The big problem? Dramatic increases in computing power make it possible to combine and utilize data from multiple sources which may contain sensitive information about individuals. Once unrelated datasets are combined, previously “private” facts can be linked to easily identify the person behind them. A 2002 study by Latanya Sweeney of Harvard’s Data Privacy Lab found that the combination of just three “quasi-identifiers” (date of birth, five-digit postal code, and gender) could uniquely identify 87 percent of the U.S. population. Making minor changes to birth dates and other personally identifiable information still does not provide adequate protection against linkage attacks.
Contest organizers say this valid privacy concern is unfortunately limiting the use of data for research. Privacy engineers have been asked to create a new solution.
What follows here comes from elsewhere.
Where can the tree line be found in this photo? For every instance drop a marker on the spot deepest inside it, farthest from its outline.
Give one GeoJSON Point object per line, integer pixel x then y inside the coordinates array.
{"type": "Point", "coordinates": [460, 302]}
“Our proposed solution is to generate differentially private synthetic data using Generative Adversarial Networks (GANs)," explains Rachel Cummings (pictured - L), assistant professor in the H. Milton Stewart School of Industrial and Systems Engineering at Georgia Tech, and organizer of the Georgia Tech team. “This synthetic data can then be used for a variety of analysis tasks, including classification, regression, clustering, and answering unknown research questions. If the synthetic data are statistically similar to the original (sensitive) data, then analysis on the synthetic data should be accurate with respect to the original database.”
She says it can be achieved by privately training neural networks inside a GAN to generate new data points (drawn from the same distribution as the original data).
“By generating synthetic data privately, any future analysis on the data also would be private, due to the post-processing guarantees of differential privacy,” she says.
The idea builds from previous work on differentially private GANs to add further optimizations that will enhance performance across a wide variety of data types and analysis tasks.
The team includes: Digvijay Boob (PhD ISyE-ACO), Uthaipon Tantitongpipat (PhD CS-ACO), Kyle Zimmerman (MS Cybersecurity), Dhamma Kimpara (pictured - R, BS Math), and Chris Waites (BS CS). Students are members of Cummings’ weekly privacy reading group, and they worked together over the summer to submit their idea to the NIST contest.
In addition to the $5,000 People's Choice Award, the Georgia Tech team is eligible for a $40,000 Judges' Choice Award and, if successful, would advance to future rounds with the potential to win an additional $140,000 toward their research.